People who ask me where they should head if they can only visit one island seem disappointed when I instantly answer “Arran”, without debating a list of world-class isles. This Firth of Clyde oasis more than earns the “Scotland in Miniature” epithets: one half firmly north of the Highland Boundary Fault, soaring with craggy peaks, stag-packed glens and rugged castles; the gentler south soothing with empty, sandy beaches, cute wee whitewashed villages and the rich farmland that conjures up the award-winning Arran cheese. Arran sports two distilleries (a brace of breweries too), plus a great butcher, baker, ice cream maker, and even a chocolatier. It’s the only island with all of Scotland’s wildlife Big Five (red deer, seals, otters, red squirrels and golden eagles). You can just cycle round in a day. Don’t: this is the sort of life-affirming, spirit-soaring island we all need right now and you really won’t want to leave.

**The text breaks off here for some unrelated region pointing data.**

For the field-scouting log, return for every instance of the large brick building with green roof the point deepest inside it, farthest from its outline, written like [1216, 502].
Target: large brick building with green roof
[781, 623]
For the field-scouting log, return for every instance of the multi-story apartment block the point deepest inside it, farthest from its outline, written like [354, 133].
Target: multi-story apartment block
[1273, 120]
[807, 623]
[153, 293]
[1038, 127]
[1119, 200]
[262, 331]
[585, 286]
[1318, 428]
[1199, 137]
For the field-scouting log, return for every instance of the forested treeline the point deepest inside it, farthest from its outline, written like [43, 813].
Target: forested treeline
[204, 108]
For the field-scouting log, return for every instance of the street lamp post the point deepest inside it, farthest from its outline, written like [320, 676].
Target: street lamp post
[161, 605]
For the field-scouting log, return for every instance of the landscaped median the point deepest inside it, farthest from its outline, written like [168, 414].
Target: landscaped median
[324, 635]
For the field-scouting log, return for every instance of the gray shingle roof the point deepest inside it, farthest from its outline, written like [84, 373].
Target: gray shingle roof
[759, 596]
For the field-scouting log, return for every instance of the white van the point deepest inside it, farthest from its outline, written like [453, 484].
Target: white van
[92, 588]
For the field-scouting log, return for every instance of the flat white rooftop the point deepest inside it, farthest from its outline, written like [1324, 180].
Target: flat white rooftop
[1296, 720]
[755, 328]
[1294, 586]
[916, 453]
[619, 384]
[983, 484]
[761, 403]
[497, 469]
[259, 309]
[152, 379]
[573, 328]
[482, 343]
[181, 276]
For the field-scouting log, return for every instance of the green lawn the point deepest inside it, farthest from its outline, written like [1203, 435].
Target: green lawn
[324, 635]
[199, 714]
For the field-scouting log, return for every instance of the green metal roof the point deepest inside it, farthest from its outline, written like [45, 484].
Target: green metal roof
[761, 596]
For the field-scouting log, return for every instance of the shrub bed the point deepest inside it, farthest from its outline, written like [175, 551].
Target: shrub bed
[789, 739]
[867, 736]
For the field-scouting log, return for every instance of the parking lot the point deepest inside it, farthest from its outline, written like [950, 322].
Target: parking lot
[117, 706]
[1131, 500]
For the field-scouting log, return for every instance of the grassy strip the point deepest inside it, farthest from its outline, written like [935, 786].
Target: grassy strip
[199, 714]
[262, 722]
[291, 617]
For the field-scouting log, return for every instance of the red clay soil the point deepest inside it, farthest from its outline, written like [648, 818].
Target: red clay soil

  • Stay: The Auchrannie is the only real resort in the islands, with a brace of swimming pools, myriad dining and accommodation options, and leisure facilities for dreich days.

  • Eat: Watch the gannets diving for dinner while you tuck into baseball sized scallops caught in the waters right outside the Kilbrannan Restaurant. Their Arran lamb is stellar too.